The Boycott, Divestment, and Sanctions (BDS) movement is having a significant effect on the profits of companies viewed as supporting Israel.
These include McDonalds, Coca-Cola, Pepsi, KFC, and Starbucks.
Companies operating western food and drinks brands in Muslim countries are suffering significant losses due to an ongoing boycott of firms doing business with Israel amid its genocide of Palestinians in Gaza, the Financial Times reported on 5 August.
Consumers in majority Muslim nations, such as Egypt, Indonesia, Saudi Arabia, and Pakistan, are boycotting companies such as McDonalds, Coca-Cola, Pepsi, KFC, Starbucks, Mondelez, and Pizza Hut to protest their support for Israel in the war in Gaza.
“This event is unprecedented. The length of this conflict is unprecedented. The intensity is unprecedented,” Amarpal Sandhu, chief executive of Americana Restaurants, stated on a conference call to report the company’s recent performance.
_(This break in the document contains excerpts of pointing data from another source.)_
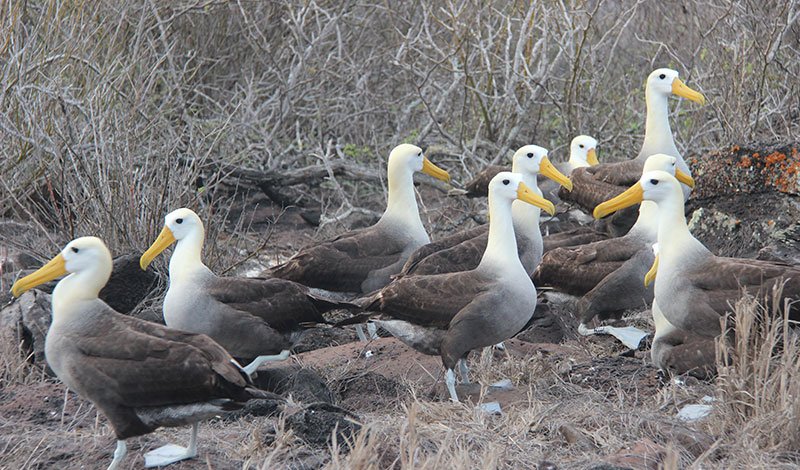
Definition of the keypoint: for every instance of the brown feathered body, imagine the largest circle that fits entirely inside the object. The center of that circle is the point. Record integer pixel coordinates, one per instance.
(142, 375)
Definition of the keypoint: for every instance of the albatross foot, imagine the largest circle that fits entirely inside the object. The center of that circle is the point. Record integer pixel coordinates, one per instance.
(166, 455)
(251, 368)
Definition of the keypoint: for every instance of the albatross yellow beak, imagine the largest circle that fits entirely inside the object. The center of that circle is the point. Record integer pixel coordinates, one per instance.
(684, 178)
(549, 170)
(631, 196)
(591, 157)
(680, 89)
(55, 268)
(430, 169)
(526, 194)
(651, 274)
(165, 239)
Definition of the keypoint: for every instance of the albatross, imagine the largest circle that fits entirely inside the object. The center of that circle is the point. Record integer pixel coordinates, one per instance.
(582, 153)
(141, 375)
(608, 273)
(599, 183)
(250, 317)
(463, 251)
(693, 287)
(363, 261)
(451, 314)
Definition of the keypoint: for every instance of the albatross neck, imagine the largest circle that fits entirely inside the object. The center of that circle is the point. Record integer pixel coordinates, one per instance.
(524, 216)
(77, 288)
(675, 241)
(501, 246)
(658, 133)
(186, 259)
(401, 205)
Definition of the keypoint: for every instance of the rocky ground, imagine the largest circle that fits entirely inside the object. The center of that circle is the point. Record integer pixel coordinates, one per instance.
(564, 401)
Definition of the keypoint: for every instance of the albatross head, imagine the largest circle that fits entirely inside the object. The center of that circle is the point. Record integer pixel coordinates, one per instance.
(83, 255)
(179, 224)
(583, 151)
(532, 160)
(657, 186)
(666, 82)
(407, 158)
(507, 185)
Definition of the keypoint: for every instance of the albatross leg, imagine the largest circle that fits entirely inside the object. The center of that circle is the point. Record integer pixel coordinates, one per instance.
(172, 453)
(119, 455)
(372, 329)
(463, 371)
(360, 333)
(450, 381)
(250, 368)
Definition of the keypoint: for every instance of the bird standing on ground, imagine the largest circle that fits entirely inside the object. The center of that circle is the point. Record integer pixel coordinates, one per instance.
(141, 375)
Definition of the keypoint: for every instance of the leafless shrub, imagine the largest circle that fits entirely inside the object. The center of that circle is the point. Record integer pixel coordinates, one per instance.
(113, 114)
American Restaurants operates brands such as KFC, Pizza Hut, and Krispy Kreme across West Asia and Kazakhstan.
The boycott has been promoted by the Boycott, Divestment, and Sanctions (BDS) movement, a Palestine solidarity group. Founded in 2005, the group seeks to put financial pressure on Israel to end its occupation of the West Bank and Gaza.
Last month, McDonald’s and Starbucks both reported declines in sales and profits while blaming boycotts over the Gaza war.
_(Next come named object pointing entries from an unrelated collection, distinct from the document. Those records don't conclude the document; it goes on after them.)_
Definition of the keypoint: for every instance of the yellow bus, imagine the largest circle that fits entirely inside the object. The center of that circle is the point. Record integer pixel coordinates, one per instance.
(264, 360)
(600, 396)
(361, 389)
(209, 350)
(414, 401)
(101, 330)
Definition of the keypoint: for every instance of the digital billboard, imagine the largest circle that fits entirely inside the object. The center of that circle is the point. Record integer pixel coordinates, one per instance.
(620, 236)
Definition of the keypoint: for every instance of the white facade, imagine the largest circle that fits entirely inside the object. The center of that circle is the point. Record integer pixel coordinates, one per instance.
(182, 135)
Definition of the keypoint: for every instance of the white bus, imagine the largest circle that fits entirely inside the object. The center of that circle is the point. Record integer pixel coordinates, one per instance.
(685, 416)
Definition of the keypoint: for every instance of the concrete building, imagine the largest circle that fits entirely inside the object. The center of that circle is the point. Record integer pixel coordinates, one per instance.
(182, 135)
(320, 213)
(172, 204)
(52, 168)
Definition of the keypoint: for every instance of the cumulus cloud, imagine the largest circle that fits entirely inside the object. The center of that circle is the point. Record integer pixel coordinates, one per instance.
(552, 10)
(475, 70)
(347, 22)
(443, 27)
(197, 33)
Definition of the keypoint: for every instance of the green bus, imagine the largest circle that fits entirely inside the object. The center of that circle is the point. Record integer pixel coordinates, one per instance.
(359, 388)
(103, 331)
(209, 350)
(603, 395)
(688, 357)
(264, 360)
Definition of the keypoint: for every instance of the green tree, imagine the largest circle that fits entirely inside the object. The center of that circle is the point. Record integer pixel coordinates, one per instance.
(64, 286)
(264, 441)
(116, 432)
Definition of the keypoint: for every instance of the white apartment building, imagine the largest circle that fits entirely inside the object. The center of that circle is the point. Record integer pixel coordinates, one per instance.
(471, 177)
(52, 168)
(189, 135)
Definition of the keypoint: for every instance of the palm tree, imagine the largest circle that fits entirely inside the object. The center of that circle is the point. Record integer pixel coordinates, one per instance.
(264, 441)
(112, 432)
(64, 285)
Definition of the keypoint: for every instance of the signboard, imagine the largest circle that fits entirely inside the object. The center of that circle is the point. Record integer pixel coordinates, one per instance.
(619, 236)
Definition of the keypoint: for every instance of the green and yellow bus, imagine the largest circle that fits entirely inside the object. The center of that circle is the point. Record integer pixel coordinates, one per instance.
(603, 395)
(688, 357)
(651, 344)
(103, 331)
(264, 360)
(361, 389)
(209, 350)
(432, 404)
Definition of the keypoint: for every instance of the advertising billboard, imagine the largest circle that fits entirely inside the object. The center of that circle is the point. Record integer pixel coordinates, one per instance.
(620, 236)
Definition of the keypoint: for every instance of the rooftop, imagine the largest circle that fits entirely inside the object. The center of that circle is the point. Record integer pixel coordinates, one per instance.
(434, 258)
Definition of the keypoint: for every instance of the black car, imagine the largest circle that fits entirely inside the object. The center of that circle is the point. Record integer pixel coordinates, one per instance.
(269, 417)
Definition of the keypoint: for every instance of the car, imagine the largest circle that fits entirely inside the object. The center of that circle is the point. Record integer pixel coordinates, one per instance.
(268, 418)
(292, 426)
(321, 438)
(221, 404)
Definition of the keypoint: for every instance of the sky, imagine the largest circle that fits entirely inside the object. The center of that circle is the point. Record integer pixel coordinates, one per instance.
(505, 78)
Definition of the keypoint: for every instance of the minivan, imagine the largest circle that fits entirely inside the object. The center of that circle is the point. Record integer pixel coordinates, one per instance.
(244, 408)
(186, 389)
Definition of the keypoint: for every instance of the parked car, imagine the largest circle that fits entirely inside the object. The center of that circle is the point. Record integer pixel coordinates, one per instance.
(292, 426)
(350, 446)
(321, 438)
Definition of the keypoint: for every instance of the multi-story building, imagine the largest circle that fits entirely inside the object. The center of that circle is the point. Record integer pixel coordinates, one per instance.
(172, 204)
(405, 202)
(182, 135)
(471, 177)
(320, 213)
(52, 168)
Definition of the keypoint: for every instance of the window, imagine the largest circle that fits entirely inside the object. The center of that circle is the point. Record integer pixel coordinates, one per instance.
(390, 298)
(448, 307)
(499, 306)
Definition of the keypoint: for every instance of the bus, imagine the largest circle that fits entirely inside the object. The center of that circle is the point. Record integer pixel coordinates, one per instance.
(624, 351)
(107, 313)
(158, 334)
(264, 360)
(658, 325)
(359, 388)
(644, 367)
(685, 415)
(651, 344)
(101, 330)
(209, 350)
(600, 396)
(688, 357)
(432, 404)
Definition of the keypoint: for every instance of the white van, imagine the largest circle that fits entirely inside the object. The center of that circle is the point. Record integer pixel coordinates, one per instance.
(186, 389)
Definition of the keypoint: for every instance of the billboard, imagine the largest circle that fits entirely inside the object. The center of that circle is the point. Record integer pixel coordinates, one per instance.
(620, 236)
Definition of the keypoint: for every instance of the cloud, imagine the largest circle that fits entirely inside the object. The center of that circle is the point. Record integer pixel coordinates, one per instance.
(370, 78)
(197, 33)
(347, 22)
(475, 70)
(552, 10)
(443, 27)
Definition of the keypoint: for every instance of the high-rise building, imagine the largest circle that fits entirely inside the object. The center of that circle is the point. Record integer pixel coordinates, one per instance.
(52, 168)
McDonald’s reported that its global sales declined for the first time since 2020, with its net profit declining 12 percent compared to the same period last year. Starbucks announced that sales in North American stores dipped 2 percent, and sales in the rest of the world dipped 7 percent. Total international profits dropped by 23 percent.
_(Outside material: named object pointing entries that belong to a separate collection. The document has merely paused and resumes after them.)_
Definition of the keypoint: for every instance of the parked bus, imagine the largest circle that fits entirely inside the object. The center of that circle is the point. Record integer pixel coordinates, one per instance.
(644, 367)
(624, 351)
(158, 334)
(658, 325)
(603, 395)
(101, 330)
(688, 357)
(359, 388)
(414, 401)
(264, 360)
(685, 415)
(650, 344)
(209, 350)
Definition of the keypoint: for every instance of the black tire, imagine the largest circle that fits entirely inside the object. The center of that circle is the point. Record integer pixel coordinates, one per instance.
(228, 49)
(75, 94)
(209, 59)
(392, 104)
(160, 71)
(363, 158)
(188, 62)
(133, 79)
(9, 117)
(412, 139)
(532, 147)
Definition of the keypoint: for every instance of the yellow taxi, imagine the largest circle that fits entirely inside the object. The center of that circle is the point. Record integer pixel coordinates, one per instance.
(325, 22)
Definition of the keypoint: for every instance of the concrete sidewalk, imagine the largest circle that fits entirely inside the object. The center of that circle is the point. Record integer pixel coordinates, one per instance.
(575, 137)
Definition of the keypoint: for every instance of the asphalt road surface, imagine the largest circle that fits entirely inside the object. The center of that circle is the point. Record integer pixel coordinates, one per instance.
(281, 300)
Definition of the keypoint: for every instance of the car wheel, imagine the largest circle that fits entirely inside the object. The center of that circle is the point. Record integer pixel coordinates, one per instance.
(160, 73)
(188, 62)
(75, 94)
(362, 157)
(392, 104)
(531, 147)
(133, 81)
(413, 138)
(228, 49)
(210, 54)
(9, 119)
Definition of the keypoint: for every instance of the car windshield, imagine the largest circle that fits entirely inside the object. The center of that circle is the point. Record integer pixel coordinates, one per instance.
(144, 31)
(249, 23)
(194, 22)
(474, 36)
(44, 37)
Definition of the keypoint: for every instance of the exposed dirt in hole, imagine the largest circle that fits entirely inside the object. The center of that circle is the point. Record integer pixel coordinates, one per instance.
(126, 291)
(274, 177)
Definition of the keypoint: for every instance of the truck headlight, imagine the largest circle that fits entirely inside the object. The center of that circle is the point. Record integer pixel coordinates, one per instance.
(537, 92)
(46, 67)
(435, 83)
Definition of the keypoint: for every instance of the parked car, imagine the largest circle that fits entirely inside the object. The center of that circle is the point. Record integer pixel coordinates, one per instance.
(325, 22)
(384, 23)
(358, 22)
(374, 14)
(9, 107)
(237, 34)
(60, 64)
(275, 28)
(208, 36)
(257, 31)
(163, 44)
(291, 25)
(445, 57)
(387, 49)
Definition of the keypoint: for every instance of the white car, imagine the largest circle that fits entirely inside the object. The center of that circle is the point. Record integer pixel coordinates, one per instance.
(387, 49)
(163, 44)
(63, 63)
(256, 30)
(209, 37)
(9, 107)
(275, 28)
The Financial Times notes that during second-quarter earnings updates, other multinationals were hesitant to credit the boycott movement for negatively affecting profits. Instead, they referred only vaguely to geopolitical tensions.
“The overarching strategy that many of these companies have undertaken is to suppress the noise around the boycotts,” said Danilo Gargiulo, an analyst at Bernstein. “The last thing you want to do is reveal the impact and potentially bring further action against their brands.”
Americana Restaurants, which is owned by the Saudi sovereign wealth fund, reported that its second-quarter profits were down 40 percent compared with the same period last year.
Coca-Cola İcecek, the bottler of Coca-Cola in Pakistan, reported sales volumes in the country fell almost 25 percent in the first three months of 2024 compared to the same period last year.
The company blamed the decline on “macroeconomic headwinds” without mentioning the boycott due to the Gaza war.
In Malaysia, Starbucks’s local operator, Berjaya Food, reported that its quarterly revenue fell 48 percent.
In Egypt, meanwhile, PepsiCo faced widespread criticism on social media in May when it launched an ad campaign with giant billboards and the slogan “Stay thirsty,” as Palestinians in Gaza suffered from famine-like shortages of food and clean drinking water.
In Cairo, Hazem Tamimi, who runs a supermarket in the upscale Zamalek neighborhood, said his sales of Coca-Cola, Pepsi, Ariel, Persil, Cadbury, and Nestle products had fallen by 50 percent.
He added that even the area’s well-off residents “might call to ask for mineral water, but specify they want an Egyptian brand instead of Nestle or [Coca-Cola-owned] Dasani.”
The boycott is also hurting Israel broadly due to its association with committing genocide. in Gaza.
“I think there is definitely reason for concern for Israel,” Shamir-Borer of the Israel Democracy Institute told the Wall Street Journal last month. “Becoming a pariah state means that even if things don’t happen formally, less companies feel that they want to invest in Israel in the first place, less universities want to collaborate with Israeli institutions. Things just happen when you get this symbolic status.”